ジャクリーヌ、変容する。それに最初に気付いたのはカトリーヌだった。
ジャクリーヌは、竜騎士試合で戦ったプランタジネット殿のことを、カトリーヌに語りだした。話に夢中になるあまり自分が竜に乗っていることを忘れているかのように、大げさなしぐさで戦いの状況を説明した。いかに当該人物が優れているのか、事細かに語った。
カトリーヌは毒気を抜かれた様子でただ黙って聴いている風だったが、その背後にいるイザボーはいい加減にうんざりして一言、嘴を突っ込みたくなった。
「殿下、そのプランタジネット殿とおっしゃる方は、本当に素晴らしい方のようですが、もしかしたら、殿下を利用しようとなさっているだけかもしれませんよ」
とたんにジャクリーヌは表情を豹変させる。そうなると、少女は視ようによっては、少年のそれに見えかねないほどに角度のある顔立ちになってしまう。
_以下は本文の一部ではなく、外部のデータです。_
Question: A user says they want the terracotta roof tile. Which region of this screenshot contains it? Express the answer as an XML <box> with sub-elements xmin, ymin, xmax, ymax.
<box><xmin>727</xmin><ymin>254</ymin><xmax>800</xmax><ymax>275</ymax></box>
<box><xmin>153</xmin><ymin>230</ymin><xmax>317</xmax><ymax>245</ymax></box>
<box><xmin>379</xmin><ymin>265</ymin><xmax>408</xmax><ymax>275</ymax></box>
あえて、わざと水を差してみたのである。そのことが王家の血を引く少女は理解しているのだろうか?イザボーはそれを伺うために彼女の顔をじっと見つめた。
その視線に気が付くと少女は顔を赤らめた。こうみると、たしかに彼女は少女で、可愛らしいという表現が適当であることがわかる。しかし、もしもカトリーヌに私淑している人物がいたとして、そもそもこのナルシストにはそんな対象者がこの世にいるはずもないが、それを誹謗するようなことを一言でも漏らしたら、おそらく、何倍にもなって帰ってくるにちがいない。
それでもやはりひとりだけいたかと、少女の横顔を観察しながら気づいた。プランタジネット殿、という人の本質をアナタはどれほど知っているのかと、思わず突っ込みたくなる。もしも、彼女の内面で地下世界の中心に輝ける太陽を批判したら、どんな顔を見せるだろうか。意地悪な視線を向けてみる。
思うだけで実行しないのが大人というものだろうが、あいにくとこの状況下においては、彼女は未成年に戻ってしまったようだ。
気が付くと小鳥の舌のように小さな唇が動いていた。
「殿下はお気軽でよろしいですね。尊敬できる人が即席で用意できて。ご自分の理想をそちらに投影すれば済む話で・・」
イザボーは、想定したセリフを最後まで言い切ることができなかった。カトリーヌの背中に浮き出た頸椎の棘から殺気を感じたこともあるが、思いつめたジャクリーヌの双眸がイザボーに突き刺さって初心を貫徹することができなかったのである。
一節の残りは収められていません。